Highly boosted gas diffusion for enhanced electrocatalytic reduction of N2 to NH3 on 3D hollow Co-MoS2 nanostructures

Libin Zeng; Xinyong Li; Shuai Chen; Jiali Wen; Farnood Rahmati; Joshua van der Zalm; Aicheng Chen

doi:10.1039/c9nr09624h

Highly boosted gas diffusion for enhanced electrocatalytic reduction of N₂ to NH₃ on 3D hollow Co-MoS₂ nanostructures

Nanoscale. 2020 Mar 14;12(10):6029-6036. doi: 10.1039/c9nr09624h. Epub 2020 Mar 3.

Authors

Libin Zeng¹, Xinyong Li, Shuai Chen, Jiali Wen, Farnood Rahmati, Joshua van der Zalm, Aicheng Chen

Affiliation

¹ Electrochemical Technology Center, Department of Chemistry, University of Guelph, 50 Stone Road East, Guelph, ON N1G 2W1, Canada. aicheng@uoguelph.ca.

PMID: 32125326
DOI: 10.1039/c9nr09624h

Abstract

Transition metal chalcogenide MoS₂ catalysts are highly selective for the electrochemical reduction of dinitrogen (N₂) to ammonia (NH₃) in aqueous electrolytes.

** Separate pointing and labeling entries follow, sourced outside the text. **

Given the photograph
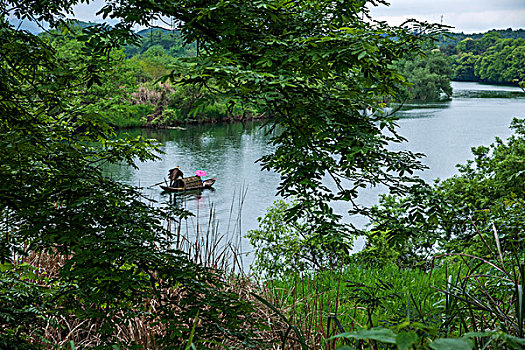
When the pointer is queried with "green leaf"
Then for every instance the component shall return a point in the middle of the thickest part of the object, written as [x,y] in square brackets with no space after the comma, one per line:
[405,340]
[380,334]
[452,344]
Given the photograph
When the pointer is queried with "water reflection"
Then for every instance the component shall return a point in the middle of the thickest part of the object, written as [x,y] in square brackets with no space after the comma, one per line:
[444,131]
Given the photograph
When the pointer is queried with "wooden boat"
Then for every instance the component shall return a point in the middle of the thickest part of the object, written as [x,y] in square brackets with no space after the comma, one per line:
[190,184]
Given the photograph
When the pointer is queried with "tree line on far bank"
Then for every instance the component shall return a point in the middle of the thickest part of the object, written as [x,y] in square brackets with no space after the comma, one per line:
[133,93]
[495,57]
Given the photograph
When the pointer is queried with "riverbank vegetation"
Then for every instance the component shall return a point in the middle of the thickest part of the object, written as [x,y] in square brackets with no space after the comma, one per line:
[88,262]
[496,57]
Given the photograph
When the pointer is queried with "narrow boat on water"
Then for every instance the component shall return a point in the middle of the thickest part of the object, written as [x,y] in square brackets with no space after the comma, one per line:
[190,184]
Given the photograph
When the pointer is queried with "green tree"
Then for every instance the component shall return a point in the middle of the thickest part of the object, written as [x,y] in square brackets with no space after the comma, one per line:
[429,76]
[319,68]
[110,250]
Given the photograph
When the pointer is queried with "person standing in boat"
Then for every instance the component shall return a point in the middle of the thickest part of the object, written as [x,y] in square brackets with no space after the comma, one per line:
[175,174]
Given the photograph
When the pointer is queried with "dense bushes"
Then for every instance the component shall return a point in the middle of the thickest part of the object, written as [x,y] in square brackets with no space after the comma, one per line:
[489,59]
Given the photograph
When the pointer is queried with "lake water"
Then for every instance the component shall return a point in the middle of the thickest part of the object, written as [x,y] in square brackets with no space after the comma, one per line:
[444,131]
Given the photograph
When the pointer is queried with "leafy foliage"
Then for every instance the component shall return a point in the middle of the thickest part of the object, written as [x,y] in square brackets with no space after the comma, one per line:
[488,190]
[115,257]
[429,76]
[490,59]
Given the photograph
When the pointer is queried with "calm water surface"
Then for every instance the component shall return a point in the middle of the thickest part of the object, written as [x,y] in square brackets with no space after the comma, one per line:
[444,131]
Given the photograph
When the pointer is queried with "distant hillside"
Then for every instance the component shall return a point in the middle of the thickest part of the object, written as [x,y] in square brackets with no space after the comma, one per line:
[447,44]
[170,41]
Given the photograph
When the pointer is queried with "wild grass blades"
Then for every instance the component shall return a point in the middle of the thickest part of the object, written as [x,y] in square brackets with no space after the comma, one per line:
[486,293]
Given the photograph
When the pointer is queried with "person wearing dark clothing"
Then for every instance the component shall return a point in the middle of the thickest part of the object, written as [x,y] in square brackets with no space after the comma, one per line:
[175,174]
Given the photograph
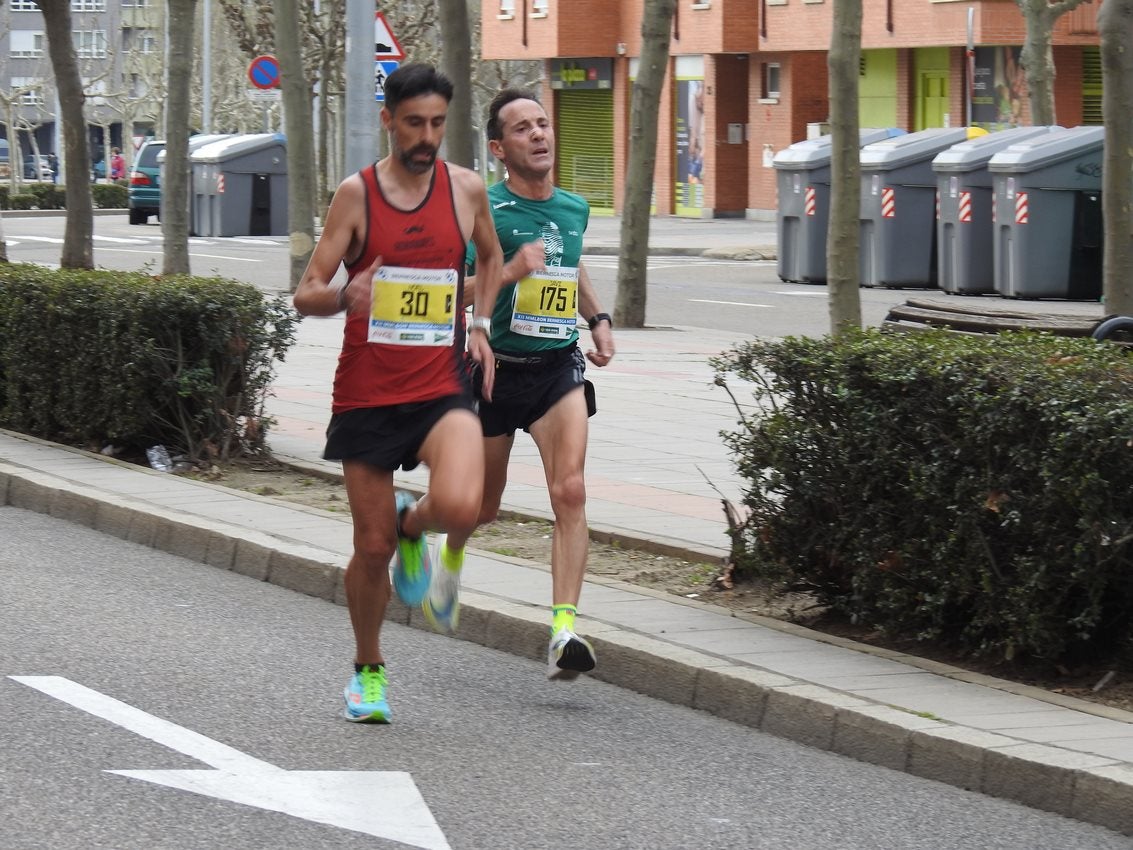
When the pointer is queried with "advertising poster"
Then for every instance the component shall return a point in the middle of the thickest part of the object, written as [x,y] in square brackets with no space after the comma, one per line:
[998,88]
[690,145]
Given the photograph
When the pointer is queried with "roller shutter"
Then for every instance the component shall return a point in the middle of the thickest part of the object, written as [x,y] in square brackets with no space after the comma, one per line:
[586,146]
[1091,85]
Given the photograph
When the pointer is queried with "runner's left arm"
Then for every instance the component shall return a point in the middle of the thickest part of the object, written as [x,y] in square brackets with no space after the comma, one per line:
[488,280]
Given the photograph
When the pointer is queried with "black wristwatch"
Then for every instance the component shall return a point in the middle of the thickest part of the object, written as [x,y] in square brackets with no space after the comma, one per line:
[599,317]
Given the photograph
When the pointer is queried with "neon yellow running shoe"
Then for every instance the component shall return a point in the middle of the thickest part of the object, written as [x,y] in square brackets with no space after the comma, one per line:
[365,696]
[411,563]
[441,605]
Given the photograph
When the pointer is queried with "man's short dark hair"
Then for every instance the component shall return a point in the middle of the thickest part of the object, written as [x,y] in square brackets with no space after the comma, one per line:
[412,81]
[494,128]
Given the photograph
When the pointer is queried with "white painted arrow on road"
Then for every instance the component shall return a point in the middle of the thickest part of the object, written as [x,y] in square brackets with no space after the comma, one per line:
[385,804]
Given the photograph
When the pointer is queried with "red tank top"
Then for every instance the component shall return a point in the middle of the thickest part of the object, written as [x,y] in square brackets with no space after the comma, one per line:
[373,374]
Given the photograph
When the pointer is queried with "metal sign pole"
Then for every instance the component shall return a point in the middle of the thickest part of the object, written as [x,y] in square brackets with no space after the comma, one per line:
[361,112]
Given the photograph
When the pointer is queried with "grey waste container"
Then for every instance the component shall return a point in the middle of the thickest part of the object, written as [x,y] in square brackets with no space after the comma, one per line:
[897,207]
[195,142]
[1048,228]
[963,224]
[803,183]
[239,186]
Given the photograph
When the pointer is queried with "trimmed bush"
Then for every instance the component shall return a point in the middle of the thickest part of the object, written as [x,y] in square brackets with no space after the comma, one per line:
[971,491]
[48,196]
[92,358]
[109,195]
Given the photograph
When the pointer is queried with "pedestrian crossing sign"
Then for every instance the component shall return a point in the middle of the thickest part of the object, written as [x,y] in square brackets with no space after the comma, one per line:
[382,69]
[385,44]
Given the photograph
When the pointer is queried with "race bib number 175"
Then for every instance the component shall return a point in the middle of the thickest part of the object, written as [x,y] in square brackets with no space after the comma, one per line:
[546,304]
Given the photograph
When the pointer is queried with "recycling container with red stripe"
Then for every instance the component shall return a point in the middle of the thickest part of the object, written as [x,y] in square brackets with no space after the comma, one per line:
[1048,229]
[963,223]
[899,207]
[803,183]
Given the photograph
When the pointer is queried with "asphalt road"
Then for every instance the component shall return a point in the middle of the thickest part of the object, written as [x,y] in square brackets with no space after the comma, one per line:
[213,669]
[720,295]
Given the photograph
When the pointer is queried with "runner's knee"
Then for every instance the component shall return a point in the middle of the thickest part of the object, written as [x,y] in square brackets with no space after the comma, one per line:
[569,494]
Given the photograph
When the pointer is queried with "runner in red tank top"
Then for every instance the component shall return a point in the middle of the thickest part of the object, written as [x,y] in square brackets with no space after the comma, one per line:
[401,393]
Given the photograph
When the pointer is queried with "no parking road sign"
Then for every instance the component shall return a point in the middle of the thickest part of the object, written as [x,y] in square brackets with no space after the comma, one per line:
[382,69]
[264,71]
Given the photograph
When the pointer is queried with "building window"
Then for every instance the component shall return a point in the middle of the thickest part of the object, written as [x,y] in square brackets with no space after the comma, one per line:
[139,41]
[27,43]
[771,77]
[90,43]
[28,91]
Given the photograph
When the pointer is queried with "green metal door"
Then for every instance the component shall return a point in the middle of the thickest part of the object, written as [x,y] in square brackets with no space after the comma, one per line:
[586,146]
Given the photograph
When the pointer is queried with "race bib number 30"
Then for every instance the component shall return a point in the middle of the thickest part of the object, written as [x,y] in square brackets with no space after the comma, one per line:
[546,304]
[414,306]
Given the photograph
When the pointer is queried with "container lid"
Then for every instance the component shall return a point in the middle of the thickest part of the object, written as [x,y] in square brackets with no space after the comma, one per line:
[1048,150]
[976,152]
[816,152]
[912,147]
[233,146]
[196,142]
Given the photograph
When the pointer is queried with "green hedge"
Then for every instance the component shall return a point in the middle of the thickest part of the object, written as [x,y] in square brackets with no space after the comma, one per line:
[92,358]
[109,195]
[971,491]
[50,196]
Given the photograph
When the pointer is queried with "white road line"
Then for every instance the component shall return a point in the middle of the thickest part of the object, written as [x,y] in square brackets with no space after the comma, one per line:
[732,304]
[125,240]
[177,738]
[192,254]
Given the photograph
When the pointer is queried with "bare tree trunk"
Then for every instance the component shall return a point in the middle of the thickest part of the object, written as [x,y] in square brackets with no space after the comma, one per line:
[175,217]
[633,255]
[1115,24]
[78,235]
[843,240]
[457,60]
[300,138]
[1037,58]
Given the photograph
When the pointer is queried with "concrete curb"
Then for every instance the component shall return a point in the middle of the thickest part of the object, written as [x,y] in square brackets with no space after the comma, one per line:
[1088,788]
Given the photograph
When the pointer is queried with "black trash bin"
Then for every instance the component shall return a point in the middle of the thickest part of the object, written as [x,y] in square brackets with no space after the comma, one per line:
[1048,227]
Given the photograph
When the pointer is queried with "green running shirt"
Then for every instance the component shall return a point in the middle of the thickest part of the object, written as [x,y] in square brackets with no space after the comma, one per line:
[560,221]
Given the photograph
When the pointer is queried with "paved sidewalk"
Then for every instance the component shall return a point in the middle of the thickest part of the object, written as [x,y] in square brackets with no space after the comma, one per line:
[654,449]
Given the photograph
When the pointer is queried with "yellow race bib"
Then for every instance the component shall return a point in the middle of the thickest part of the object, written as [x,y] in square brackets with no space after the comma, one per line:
[546,304]
[414,306]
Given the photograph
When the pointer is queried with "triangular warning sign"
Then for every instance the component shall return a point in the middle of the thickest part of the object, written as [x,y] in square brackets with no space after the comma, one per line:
[385,44]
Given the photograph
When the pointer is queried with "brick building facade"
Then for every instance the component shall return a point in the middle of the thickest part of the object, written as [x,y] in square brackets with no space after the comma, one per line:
[749,77]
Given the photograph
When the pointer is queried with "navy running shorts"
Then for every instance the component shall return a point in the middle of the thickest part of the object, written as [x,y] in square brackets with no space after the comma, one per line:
[389,436]
[528,385]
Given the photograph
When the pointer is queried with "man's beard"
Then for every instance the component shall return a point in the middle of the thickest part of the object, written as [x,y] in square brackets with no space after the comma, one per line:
[416,167]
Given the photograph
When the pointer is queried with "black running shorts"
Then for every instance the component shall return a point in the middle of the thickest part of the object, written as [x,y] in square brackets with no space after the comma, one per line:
[388,436]
[525,391]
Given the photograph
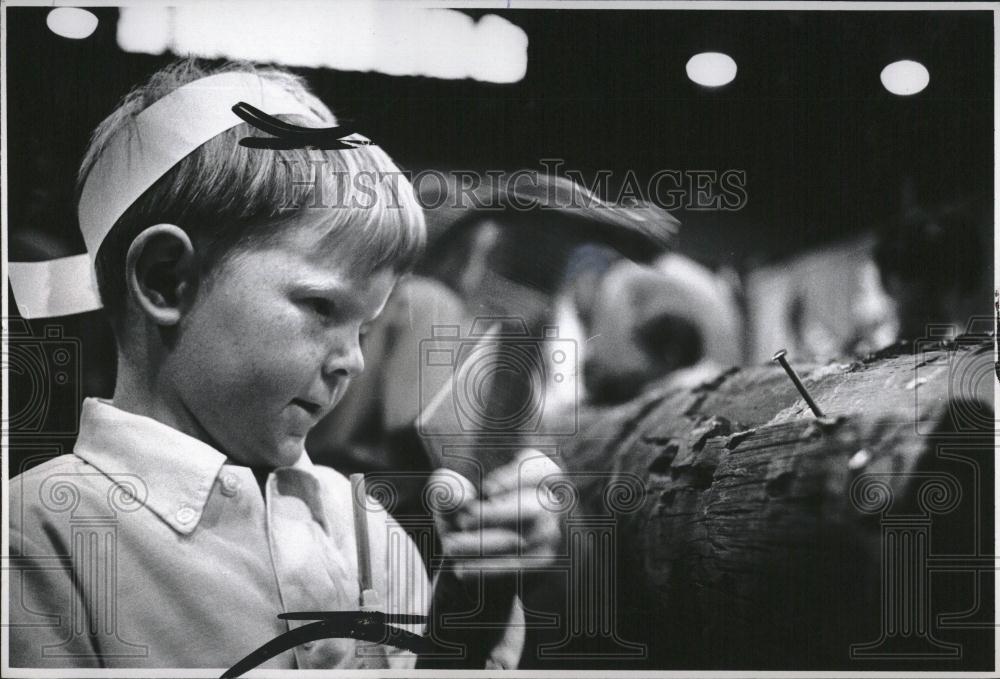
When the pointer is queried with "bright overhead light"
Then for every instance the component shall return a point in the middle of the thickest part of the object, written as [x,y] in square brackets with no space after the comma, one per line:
[905,77]
[71,22]
[395,39]
[711,69]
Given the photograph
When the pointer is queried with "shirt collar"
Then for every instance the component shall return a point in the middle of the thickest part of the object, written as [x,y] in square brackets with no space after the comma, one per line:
[175,471]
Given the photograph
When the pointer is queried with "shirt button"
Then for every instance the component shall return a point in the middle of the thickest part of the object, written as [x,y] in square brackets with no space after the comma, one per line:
[185,514]
[230,485]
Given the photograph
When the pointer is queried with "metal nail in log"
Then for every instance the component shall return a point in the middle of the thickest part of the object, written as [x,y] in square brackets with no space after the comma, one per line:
[779,356]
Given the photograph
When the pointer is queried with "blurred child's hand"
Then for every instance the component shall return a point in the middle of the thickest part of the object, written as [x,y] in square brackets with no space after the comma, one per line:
[512,521]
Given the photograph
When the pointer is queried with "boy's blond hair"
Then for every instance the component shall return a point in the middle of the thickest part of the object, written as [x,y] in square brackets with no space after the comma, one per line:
[226,196]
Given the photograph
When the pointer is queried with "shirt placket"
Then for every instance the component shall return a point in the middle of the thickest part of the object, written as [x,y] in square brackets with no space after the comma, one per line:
[311,573]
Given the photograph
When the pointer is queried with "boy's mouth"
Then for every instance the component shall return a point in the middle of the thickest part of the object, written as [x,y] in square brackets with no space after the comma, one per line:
[310,407]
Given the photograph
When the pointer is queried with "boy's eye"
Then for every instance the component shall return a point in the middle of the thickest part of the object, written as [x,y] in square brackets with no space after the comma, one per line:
[320,306]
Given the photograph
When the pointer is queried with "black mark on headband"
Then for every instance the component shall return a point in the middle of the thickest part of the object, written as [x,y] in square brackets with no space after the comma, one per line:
[289,136]
[366,626]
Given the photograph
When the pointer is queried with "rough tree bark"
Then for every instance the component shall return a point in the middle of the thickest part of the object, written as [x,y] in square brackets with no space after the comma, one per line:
[760,540]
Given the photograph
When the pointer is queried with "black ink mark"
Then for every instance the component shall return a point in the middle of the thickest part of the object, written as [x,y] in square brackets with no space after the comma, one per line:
[289,136]
[996,332]
[366,626]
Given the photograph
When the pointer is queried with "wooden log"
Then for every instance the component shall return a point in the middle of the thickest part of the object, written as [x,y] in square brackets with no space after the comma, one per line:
[763,538]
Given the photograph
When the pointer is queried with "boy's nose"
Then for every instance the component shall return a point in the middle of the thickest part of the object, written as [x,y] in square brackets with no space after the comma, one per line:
[346,360]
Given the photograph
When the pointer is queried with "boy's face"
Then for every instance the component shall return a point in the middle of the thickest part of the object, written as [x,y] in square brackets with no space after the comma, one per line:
[271,343]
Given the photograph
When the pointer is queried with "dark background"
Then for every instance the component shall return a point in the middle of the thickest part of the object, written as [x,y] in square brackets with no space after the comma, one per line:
[825,147]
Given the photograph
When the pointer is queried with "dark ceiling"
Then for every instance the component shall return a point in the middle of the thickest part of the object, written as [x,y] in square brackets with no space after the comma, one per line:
[825,148]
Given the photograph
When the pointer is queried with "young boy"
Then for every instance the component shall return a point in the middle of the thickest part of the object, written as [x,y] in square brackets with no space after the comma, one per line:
[189,516]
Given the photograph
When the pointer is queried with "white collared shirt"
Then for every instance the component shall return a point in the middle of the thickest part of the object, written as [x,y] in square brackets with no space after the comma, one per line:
[147,548]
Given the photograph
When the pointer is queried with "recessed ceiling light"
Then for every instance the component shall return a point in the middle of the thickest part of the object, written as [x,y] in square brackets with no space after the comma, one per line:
[711,69]
[71,22]
[905,77]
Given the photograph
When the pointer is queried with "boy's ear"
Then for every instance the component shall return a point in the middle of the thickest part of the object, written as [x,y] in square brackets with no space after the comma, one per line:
[160,272]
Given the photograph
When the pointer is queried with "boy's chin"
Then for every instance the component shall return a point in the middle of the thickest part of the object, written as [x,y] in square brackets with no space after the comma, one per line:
[288,451]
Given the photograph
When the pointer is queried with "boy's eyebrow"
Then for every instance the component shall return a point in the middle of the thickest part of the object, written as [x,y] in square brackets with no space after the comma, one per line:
[341,293]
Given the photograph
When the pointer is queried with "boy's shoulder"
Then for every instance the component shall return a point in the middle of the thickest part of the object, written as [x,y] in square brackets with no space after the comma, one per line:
[64,486]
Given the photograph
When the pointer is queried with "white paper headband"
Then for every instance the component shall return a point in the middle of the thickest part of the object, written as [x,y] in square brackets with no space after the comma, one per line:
[162,135]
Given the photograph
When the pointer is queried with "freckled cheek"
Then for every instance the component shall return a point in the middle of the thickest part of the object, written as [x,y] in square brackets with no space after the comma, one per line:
[287,357]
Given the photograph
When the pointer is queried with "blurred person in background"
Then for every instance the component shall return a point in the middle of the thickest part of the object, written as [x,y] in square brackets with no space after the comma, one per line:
[932,264]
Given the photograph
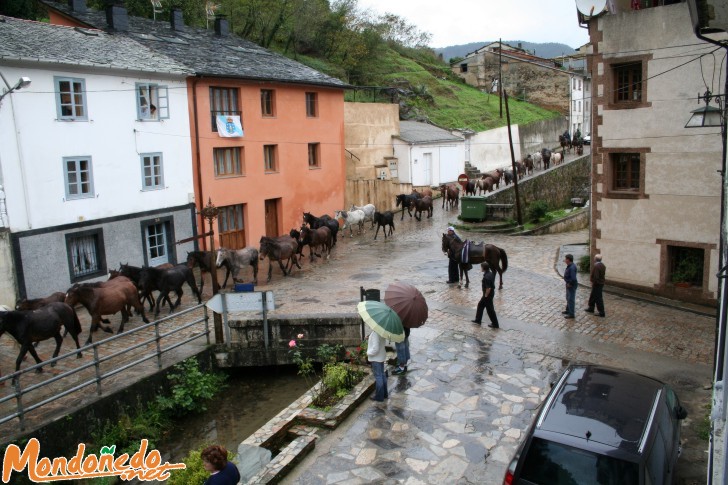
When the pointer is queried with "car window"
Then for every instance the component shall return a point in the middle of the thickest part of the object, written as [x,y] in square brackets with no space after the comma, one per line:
[550,463]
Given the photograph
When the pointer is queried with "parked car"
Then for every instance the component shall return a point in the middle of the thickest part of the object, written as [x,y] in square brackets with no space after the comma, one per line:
[603,426]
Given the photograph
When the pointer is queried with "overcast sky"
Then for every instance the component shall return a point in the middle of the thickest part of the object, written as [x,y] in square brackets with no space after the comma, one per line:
[463,21]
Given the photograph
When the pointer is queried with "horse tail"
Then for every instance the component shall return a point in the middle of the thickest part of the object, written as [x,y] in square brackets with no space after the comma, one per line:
[504,259]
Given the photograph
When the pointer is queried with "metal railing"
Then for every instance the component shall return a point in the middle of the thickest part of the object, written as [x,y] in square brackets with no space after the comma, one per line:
[18,393]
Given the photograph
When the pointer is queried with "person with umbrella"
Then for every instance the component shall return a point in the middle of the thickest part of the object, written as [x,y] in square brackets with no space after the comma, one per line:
[385,324]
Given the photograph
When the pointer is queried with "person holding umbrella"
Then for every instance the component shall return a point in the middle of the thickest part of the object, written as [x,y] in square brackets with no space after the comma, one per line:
[385,324]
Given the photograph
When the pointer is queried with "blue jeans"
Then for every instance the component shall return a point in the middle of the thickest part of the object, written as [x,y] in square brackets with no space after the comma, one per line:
[380,393]
[571,300]
[402,352]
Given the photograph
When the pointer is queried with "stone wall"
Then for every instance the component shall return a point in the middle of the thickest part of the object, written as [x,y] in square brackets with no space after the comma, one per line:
[556,186]
[247,347]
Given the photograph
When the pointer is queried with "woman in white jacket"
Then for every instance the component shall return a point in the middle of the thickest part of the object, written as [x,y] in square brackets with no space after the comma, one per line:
[377,354]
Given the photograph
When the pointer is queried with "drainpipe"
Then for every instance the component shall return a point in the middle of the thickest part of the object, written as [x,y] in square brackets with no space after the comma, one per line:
[720,341]
[198,167]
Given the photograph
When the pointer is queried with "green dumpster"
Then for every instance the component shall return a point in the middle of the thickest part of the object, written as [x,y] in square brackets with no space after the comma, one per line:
[472,208]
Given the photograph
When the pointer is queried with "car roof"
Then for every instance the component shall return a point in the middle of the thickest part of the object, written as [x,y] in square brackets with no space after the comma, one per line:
[609,406]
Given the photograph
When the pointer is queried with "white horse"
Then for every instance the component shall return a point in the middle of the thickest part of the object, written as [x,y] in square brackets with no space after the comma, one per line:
[350,218]
[368,210]
[238,259]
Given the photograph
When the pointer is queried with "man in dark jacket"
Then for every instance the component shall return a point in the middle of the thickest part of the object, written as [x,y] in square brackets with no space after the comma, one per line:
[571,285]
[486,301]
[597,278]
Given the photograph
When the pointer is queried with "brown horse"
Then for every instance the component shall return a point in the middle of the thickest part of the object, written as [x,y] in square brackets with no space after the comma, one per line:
[423,204]
[450,196]
[279,249]
[315,238]
[478,253]
[106,301]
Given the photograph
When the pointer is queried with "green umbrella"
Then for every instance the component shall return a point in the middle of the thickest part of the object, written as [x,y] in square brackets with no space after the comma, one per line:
[382,319]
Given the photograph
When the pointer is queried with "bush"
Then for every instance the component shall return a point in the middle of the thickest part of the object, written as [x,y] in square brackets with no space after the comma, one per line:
[537,210]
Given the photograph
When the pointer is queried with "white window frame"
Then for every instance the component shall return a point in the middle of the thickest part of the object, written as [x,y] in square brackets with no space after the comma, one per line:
[77,98]
[148,95]
[77,176]
[153,162]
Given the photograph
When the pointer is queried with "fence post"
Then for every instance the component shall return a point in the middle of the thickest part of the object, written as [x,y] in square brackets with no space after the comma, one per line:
[159,350]
[98,369]
[19,399]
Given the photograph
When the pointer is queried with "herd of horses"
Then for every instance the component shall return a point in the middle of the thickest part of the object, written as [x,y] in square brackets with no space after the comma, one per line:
[129,287]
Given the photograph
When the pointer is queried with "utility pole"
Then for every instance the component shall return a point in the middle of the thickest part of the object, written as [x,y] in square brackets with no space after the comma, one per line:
[519,218]
[500,74]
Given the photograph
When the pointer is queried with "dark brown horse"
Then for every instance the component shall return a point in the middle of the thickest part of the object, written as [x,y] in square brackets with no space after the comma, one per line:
[279,249]
[31,326]
[106,301]
[315,238]
[420,205]
[477,253]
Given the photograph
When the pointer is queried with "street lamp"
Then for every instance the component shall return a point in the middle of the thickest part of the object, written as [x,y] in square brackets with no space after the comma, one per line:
[23,82]
[210,212]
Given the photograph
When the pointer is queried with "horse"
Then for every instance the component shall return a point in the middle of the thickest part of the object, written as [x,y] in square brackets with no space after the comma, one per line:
[235,259]
[106,301]
[350,218]
[368,210]
[423,204]
[30,326]
[405,200]
[478,253]
[202,259]
[384,219]
[317,237]
[324,220]
[26,304]
[565,143]
[278,249]
[166,280]
[546,156]
[528,164]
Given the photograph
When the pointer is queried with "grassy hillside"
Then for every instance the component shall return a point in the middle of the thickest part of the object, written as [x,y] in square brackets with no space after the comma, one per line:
[427,90]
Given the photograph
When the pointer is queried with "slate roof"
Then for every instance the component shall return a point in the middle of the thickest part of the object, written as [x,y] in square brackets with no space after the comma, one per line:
[416,132]
[25,40]
[206,53]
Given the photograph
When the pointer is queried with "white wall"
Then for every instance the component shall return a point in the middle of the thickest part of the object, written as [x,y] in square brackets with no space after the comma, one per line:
[32,166]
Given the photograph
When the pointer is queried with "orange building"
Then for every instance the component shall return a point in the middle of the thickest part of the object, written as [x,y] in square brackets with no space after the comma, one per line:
[267,134]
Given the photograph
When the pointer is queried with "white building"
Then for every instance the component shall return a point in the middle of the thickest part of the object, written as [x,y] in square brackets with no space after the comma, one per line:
[95,155]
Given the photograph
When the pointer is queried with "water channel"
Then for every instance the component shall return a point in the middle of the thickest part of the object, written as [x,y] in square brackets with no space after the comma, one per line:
[250,399]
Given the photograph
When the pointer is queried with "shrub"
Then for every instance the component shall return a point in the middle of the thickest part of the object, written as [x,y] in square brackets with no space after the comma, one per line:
[537,210]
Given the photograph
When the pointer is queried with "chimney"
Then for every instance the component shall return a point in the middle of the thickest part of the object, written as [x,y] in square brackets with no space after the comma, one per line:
[221,26]
[117,17]
[176,19]
[77,5]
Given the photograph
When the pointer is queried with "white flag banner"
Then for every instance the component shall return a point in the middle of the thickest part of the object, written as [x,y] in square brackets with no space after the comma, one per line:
[229,126]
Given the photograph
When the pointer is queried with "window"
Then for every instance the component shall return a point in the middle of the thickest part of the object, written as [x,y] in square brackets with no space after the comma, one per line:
[311,105]
[152,102]
[228,161]
[267,102]
[628,82]
[85,254]
[314,160]
[626,171]
[70,98]
[270,157]
[223,101]
[152,171]
[79,177]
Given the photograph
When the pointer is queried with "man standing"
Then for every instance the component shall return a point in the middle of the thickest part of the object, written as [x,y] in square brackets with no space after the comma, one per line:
[452,268]
[571,284]
[486,301]
[596,277]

However, due to the low solubility of N₂ in water, limited N₂ diffusion and mass transport have heavily restricted the yield and the faradaic efficiency (FE). Here, we have demonstrated a highly efficacious assembled gas diffusion cathode with hollow Co-MoS₂/N@C nanostructures to significantly improve the electrochemical reduction of N₂ to NH₃. Our results revealed that the synthesized Co-MoS₂ heterojunctions with abundant graphitic N groups exhibited a superb NH₃ yield of 129.93 μg h^-1 mg_cat^-1 and a high faradaic efficiency of 11.21% at -0.4 V vs. the reversible hydrogen electrode (RHE), as well as excellent selectivity and stability. The strategy described in this study offers new inspiration to design high-performance electrocatalyst assemblies for the sustainable environmental and energy applications.